Whoever coined the phrase, rules were made to be broken, was probably a parent. Toddlers are master explorers of boundaries and limits, testing every rule, even those you didn’t know you needed. Positive discipline, explains Kids Heath, is how we teach our toddlers self control and how to choose acceptable behavior.
Parent Role Model
Actions speak louder than words for your toddler, who takes her cues from you. If you want to see good behavior from your child, let her see it in you in your interactions with her and with others. If she hears you always using please and thank you, she’ll be much more likely to use them herself without your prompts. If you want her to put her toys away, show her how you put your things away.
Take Away Temtpations
If your toddler won’t leave the DVD player alone, try moving it or securing it in a cabinet. Because your toddler is naturally curious, Kids Health recommends removing temptations and putting no-no items out of your child’s reach, especially potentially dangerous items such as cleaning supplies or medications. You can’t childproof the homes of everyone you visit, so if you see your toddler making a beeline for a forbidden object, Kids Health suggests calmly saying “no” and then redirect him to an acceptable activity or simply remove the child from the area.

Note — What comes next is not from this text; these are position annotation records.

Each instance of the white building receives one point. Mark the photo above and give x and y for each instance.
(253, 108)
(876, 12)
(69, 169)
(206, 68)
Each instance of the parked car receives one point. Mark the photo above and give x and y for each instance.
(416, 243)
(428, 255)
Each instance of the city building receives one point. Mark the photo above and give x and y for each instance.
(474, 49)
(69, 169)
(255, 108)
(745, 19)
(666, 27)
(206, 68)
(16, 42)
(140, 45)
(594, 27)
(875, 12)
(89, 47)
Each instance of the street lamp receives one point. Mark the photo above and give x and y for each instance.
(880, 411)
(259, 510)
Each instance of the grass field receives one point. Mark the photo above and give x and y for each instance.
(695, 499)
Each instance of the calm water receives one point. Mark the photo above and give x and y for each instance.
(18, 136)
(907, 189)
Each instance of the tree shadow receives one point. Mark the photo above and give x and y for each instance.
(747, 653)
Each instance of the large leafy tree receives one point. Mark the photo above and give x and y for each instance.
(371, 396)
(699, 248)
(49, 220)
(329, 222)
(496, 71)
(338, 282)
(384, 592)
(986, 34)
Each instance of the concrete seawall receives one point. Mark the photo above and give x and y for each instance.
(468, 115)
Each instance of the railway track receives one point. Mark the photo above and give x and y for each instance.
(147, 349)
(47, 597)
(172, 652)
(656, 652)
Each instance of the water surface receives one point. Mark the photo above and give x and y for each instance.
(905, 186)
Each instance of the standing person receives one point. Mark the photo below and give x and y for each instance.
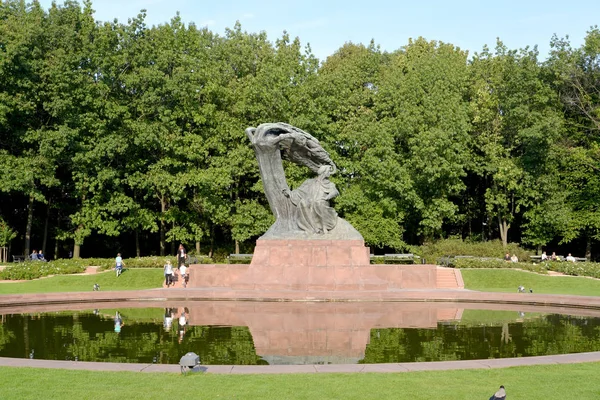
(168, 321)
(181, 255)
(183, 274)
(118, 322)
(119, 264)
(168, 273)
(182, 324)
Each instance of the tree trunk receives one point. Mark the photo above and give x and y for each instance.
(45, 240)
(588, 248)
(212, 240)
(56, 239)
(137, 243)
(163, 208)
(29, 225)
(77, 245)
(504, 227)
(173, 242)
(76, 250)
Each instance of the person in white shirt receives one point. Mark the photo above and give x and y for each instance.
(168, 273)
(183, 274)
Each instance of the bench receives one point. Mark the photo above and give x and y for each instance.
(398, 258)
(539, 258)
(449, 260)
(580, 259)
(241, 258)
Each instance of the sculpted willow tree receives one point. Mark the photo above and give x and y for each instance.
(304, 213)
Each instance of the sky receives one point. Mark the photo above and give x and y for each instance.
(327, 25)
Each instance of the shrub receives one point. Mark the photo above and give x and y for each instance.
(432, 252)
(38, 269)
(479, 263)
(576, 269)
(155, 261)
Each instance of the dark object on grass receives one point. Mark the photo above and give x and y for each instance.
(189, 360)
(500, 394)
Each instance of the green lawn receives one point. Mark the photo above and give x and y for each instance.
(508, 280)
(574, 381)
(131, 279)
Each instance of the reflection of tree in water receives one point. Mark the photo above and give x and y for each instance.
(89, 337)
(552, 334)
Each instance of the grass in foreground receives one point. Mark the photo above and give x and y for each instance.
(573, 381)
(488, 280)
(508, 280)
(131, 279)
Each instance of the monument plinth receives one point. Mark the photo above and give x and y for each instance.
(309, 247)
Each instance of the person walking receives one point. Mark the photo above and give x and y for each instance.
(181, 255)
(183, 274)
(168, 273)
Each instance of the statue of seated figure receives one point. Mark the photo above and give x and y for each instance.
(311, 199)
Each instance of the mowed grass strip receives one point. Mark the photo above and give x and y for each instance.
(508, 280)
(131, 279)
(570, 381)
(487, 280)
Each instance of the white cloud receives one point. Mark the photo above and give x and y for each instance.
(314, 23)
(208, 22)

Your toddler will quickly figure out that for every action, there is a reaction, and even if the reaction results in an upset parent, it’s a reaction none the less. Time outs are an excellent, explains Keep Kids Healthy, to give your toddler time to regroup and settle down while removing the child from positive reinforcement for her actions. Even a negative response from a parent can be positive reinforcement to a toddler if her goal was to get your attention. Keep in mind though, that it’s just as important to reinforce good behavior, so be quick to praise your toddler when you catch her being good.
Parenting a toddler is exhausting, and following through isn’t always easy. Let’s face it, sometimes it’s tempting to give in or look the other way. Try not to cave in, kids need limits and they need to know you’ll enforce them, but give yourself a break. Have realistic expectations for your toddler and hold him to them, but set realistic expectations for yourself, too. The more rules you have, the more you’ll need to enforce, so keep them to a minimum, focusing your attention on the big issues.